In an effort to stem the expected significant declines in economic activity, fiscal and monetary authorities across the globe responded with immediate and aggressive stimulus measures.

  • US fiscal and monetary responses have been unprecedented.  Fiscal authorities released over $3.5 trillion in directed stimulus and are discussing the next round of support, while monetary authorities cut policy rates effectively to zero, deployed trillions of dollars in stimulus measures, backstop liquidity, and funding programs to mitigate the economic deterioration.  Monetary policymakers are actively considering additional measures, including yield curve targeting and maturity extension of QE purchases if conditions warrant.
  • Japanese authorities took measures similar to those in the US, directing fiscal stimulus where needed most, including loans to small businesses and direct stimulus to consumers, while the central bank continued, and expanded, their quantitative easing purchase program.  The Bank of Japan loosened collateral and liquidity requirements, and initiated 0% loans to businesses directly hit by the virus.  They continue to keep short-term interest rates in negative territory (-0.1%) and target a 0% rate on the ten-year government bond.

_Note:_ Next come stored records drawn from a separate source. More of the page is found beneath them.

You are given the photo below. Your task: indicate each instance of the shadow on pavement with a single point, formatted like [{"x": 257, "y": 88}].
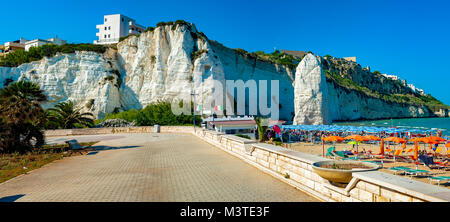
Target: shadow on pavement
[
  {"x": 104, "y": 148},
  {"x": 11, "y": 198}
]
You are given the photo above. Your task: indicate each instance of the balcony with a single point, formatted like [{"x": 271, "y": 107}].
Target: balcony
[{"x": 107, "y": 41}]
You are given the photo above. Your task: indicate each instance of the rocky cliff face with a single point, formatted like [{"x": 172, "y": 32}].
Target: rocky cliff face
[
  {"x": 86, "y": 78},
  {"x": 311, "y": 93},
  {"x": 172, "y": 60}
]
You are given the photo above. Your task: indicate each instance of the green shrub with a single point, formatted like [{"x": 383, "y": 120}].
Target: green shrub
[
  {"x": 195, "y": 55},
  {"x": 125, "y": 37},
  {"x": 243, "y": 136},
  {"x": 19, "y": 57},
  {"x": 109, "y": 78},
  {"x": 129, "y": 115},
  {"x": 161, "y": 113},
  {"x": 156, "y": 113},
  {"x": 241, "y": 51}
]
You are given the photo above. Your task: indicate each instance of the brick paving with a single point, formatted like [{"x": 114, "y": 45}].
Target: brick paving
[{"x": 149, "y": 167}]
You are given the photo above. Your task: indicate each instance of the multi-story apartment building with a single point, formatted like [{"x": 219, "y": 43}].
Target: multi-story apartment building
[
  {"x": 40, "y": 42},
  {"x": 299, "y": 54},
  {"x": 23, "y": 44},
  {"x": 116, "y": 26},
  {"x": 15, "y": 45}
]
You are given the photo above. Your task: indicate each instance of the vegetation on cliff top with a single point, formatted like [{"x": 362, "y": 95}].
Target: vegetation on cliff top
[
  {"x": 404, "y": 96},
  {"x": 155, "y": 113},
  {"x": 19, "y": 57}
]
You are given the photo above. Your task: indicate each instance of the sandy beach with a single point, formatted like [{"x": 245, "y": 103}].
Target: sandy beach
[{"x": 316, "y": 149}]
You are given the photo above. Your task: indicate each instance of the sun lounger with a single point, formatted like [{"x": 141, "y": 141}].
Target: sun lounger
[
  {"x": 439, "y": 179},
  {"x": 75, "y": 146},
  {"x": 398, "y": 170},
  {"x": 330, "y": 151},
  {"x": 429, "y": 162},
  {"x": 412, "y": 172}
]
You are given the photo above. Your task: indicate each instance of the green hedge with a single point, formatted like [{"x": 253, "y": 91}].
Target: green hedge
[
  {"x": 19, "y": 57},
  {"x": 156, "y": 113}
]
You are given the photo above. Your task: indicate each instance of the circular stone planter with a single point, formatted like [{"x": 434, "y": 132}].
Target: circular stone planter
[{"x": 341, "y": 176}]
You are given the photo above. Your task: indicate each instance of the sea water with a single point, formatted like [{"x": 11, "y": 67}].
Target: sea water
[{"x": 422, "y": 124}]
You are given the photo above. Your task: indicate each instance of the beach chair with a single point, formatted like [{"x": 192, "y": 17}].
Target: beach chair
[
  {"x": 75, "y": 146},
  {"x": 416, "y": 172},
  {"x": 341, "y": 154},
  {"x": 439, "y": 179},
  {"x": 437, "y": 152},
  {"x": 375, "y": 155},
  {"x": 429, "y": 162},
  {"x": 330, "y": 152},
  {"x": 399, "y": 170}
]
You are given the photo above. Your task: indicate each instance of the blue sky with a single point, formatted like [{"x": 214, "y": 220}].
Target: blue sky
[{"x": 405, "y": 38}]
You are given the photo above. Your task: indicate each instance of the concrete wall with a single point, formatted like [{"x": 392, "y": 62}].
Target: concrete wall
[{"x": 372, "y": 186}]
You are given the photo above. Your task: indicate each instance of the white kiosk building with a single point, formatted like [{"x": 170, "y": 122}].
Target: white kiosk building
[{"x": 116, "y": 26}]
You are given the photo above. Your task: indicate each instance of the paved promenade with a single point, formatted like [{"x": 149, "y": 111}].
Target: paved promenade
[{"x": 149, "y": 167}]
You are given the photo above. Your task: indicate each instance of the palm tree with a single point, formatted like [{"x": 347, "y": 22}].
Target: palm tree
[
  {"x": 67, "y": 116},
  {"x": 21, "y": 116}
]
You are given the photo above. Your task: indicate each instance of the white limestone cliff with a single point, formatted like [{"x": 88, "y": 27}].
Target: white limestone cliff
[
  {"x": 171, "y": 61},
  {"x": 311, "y": 93},
  {"x": 79, "y": 77}
]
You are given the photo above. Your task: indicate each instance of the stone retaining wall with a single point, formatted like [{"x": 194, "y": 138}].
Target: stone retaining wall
[{"x": 295, "y": 168}]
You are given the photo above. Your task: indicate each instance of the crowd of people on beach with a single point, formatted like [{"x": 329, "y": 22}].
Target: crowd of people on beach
[{"x": 294, "y": 135}]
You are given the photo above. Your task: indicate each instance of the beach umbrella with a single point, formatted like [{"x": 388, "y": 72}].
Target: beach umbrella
[
  {"x": 416, "y": 150},
  {"x": 357, "y": 138},
  {"x": 370, "y": 137},
  {"x": 332, "y": 139},
  {"x": 353, "y": 142},
  {"x": 436, "y": 138},
  {"x": 395, "y": 139}
]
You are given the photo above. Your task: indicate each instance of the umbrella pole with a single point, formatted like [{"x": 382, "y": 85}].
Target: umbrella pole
[{"x": 323, "y": 149}]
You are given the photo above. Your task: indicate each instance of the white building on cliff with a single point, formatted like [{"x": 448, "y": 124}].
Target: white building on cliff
[{"x": 116, "y": 26}]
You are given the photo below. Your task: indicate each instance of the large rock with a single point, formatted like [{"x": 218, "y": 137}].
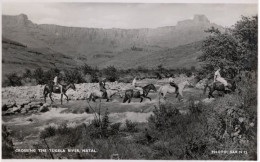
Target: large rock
[
  {"x": 43, "y": 109},
  {"x": 35, "y": 103}
]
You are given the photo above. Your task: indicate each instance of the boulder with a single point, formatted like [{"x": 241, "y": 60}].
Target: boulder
[
  {"x": 46, "y": 105},
  {"x": 36, "y": 103},
  {"x": 43, "y": 109},
  {"x": 4, "y": 107},
  {"x": 27, "y": 107},
  {"x": 23, "y": 111},
  {"x": 16, "y": 109},
  {"x": 35, "y": 106}
]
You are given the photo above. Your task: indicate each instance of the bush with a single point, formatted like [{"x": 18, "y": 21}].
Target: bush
[
  {"x": 131, "y": 126},
  {"x": 38, "y": 74},
  {"x": 7, "y": 144},
  {"x": 115, "y": 128}
]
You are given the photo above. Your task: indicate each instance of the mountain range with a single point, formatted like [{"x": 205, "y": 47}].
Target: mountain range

  • Countries in the euro-area launched stimulus packages targeting areas hit hardest by virus-related restrictions.  The European Central Bank also took directed measures, with targeted long-term refinancing operations for small and medium sized business, keeping rates at historic lows, and launching a 750 billion euro emergency purchase program, which was subsequently expanded to include lower-quality corporate debt.  The majority of funds from the program will be distributed to the countries and sectors most impacted by the virus, and will take the form of grants and loans.
  • Fiscal and monetary policy in China was already accommodative prior to the onset of the COVID-19 crisis, but as the pandemic developed, policymakers took further steps to support the economy.  Additional tax cuts, low-interest rate loans, and extra government payments to qualifying citizens represented the bulk of the fiscal response.  On the monetary side, policy rates were cut, repo facilities were expanded, and reserve requirements were lowered further.

We acknowledge the wide breadth of new concerns being presented by the pandemic, and among those we are considering are the following: 1) Economies opening too soon from virus-related restrictions amid uncertainty regarding new virus variants and vaccine deployment challenges, and ultimately needing to re-deploy lockdown policies; 2) Consumers permanently, or for an extended period of time, changing economic behavior; 3) Persistently high unemployment due to a significant number of companies not surviving the economic downturn, and; 4) Virus-related fears affecting the future of globalization.